The three proposed scales define the parts or architectural elements of the tourist facility beyond its architectural conditions and attractiveness. In this way, these facilities are positioned at the center of major landscape and territorial interventions, which today define the contemporary conditions of national tourism. What has not occurred is a response to these conditions at the level of the discipline beyond considering these exceptional pieces of architecture.
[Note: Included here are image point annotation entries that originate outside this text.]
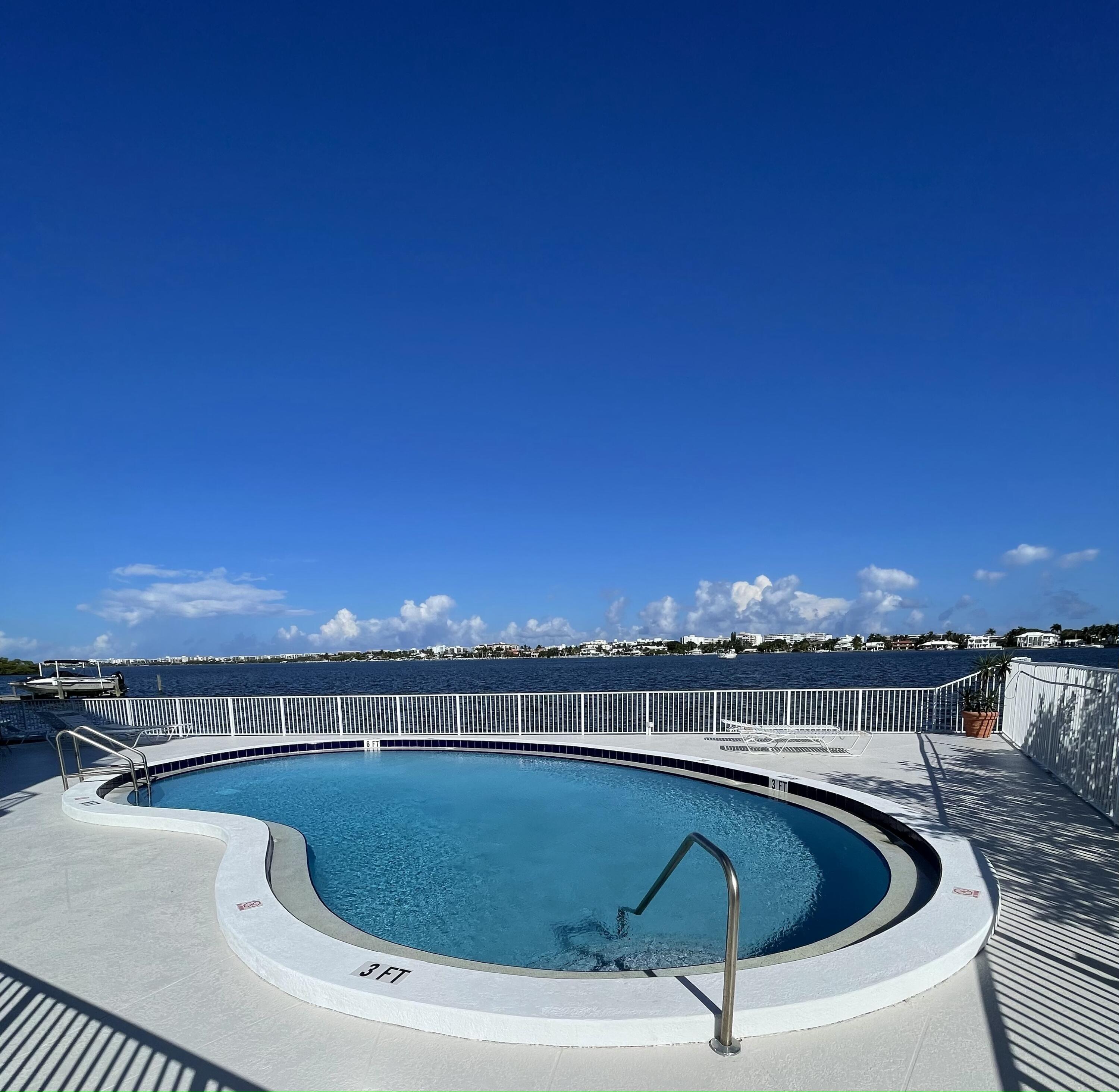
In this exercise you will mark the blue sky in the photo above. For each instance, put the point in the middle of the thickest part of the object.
(550, 319)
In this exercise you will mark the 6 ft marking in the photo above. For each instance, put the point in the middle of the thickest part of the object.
(366, 969)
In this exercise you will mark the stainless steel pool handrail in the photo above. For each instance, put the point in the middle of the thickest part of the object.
(123, 747)
(81, 771)
(724, 1043)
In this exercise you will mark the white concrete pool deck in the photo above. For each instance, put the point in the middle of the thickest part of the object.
(116, 974)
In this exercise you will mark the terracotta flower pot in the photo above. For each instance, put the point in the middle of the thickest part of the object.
(979, 724)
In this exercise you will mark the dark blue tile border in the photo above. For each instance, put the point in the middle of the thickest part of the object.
(525, 747)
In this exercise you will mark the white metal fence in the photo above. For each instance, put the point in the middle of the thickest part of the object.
(630, 712)
(1067, 719)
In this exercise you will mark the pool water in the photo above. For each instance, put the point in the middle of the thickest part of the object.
(526, 861)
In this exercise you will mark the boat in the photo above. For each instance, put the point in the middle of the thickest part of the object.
(66, 681)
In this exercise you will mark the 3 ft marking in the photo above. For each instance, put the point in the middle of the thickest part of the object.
(369, 969)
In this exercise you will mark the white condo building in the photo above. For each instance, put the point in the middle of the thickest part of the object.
(1038, 639)
(984, 640)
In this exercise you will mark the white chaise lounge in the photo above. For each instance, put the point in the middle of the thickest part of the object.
(779, 738)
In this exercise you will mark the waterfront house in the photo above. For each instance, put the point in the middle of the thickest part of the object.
(984, 640)
(1038, 639)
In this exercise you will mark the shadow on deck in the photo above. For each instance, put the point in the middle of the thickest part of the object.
(1051, 973)
(53, 1040)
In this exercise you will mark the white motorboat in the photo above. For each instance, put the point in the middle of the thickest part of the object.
(66, 681)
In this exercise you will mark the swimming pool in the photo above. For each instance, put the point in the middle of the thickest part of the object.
(524, 862)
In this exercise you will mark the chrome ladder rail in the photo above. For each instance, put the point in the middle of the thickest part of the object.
(123, 747)
(83, 771)
(724, 1043)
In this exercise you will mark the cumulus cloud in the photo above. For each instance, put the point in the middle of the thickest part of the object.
(962, 605)
(891, 580)
(551, 630)
(418, 625)
(988, 577)
(1068, 605)
(1024, 554)
(1071, 561)
(16, 644)
(616, 611)
(659, 618)
(201, 596)
(760, 605)
(141, 570)
(774, 607)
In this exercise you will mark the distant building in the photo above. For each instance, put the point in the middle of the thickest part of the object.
(1038, 639)
(985, 640)
(789, 639)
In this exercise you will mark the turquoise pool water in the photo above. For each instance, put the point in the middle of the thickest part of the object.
(525, 861)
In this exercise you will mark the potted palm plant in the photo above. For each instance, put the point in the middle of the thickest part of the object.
(982, 701)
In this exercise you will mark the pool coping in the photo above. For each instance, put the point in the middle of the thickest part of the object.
(908, 958)
(290, 879)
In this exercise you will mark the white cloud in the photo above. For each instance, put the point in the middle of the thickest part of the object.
(774, 607)
(1071, 561)
(658, 618)
(988, 577)
(552, 630)
(891, 580)
(760, 605)
(418, 625)
(203, 596)
(16, 644)
(616, 611)
(962, 605)
(140, 570)
(1068, 605)
(1025, 554)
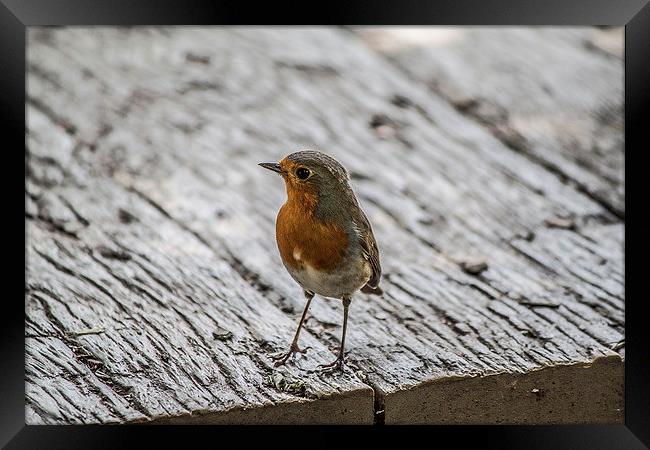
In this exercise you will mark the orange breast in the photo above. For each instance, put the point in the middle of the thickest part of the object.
(304, 240)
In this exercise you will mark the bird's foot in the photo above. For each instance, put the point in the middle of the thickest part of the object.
(284, 357)
(338, 363)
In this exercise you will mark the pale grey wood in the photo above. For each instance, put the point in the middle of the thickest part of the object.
(144, 185)
(555, 94)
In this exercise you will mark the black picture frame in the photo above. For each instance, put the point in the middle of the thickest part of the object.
(16, 15)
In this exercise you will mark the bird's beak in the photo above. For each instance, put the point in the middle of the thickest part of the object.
(275, 167)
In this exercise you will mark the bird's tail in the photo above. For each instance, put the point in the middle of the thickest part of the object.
(367, 289)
Contemporary Chilean architecture journal issues, such as Nº 650 of Casabella (1997), Nº 85 of Arquitectura Viva (2002) or Nº 430 of A+U, used this condition of working within Chile’s extreme landscapes as a way of interpreting the high architectural quality achieved in this distant country. Such titles as Terra Neutra, Deep South or Último Chile, Paisajes Próximos de una Tierra Remota, (Ultimate Chile, Nearby Landscapes in a Distant Land) described the national architecture from this landscape and territorial sensibility, which would justify the unusual design responses.
Whatever the reason for the great prestige enjoyed by the national architecture abroad, the reference to the landscape is undoubtedly a constant in its descriptions. As in the twentieth century, architecture has once again been required by the needs of tourism to accommodate the activities involved and the different scales in which the work itself is integrated with the landscape and the territory. Again then, the novel and unprejudiced responses, which have no apparent referents, respond to social needs and extreme contextual conditions.
Macarena Cortés Darrigrande is an architect from the Central University of Chile (1996) and holds a Master’s degree in Architecture (2002) and a Doctorate in Architecture and Urban Studies (2010) from the Pontifical Catholic University of Chile (PUC). She is currently a researcher and academic at the School of Architecture of the PUC and Director of Extension and Communications of the School of Architecture, Design, and Urban Studies of the PUC.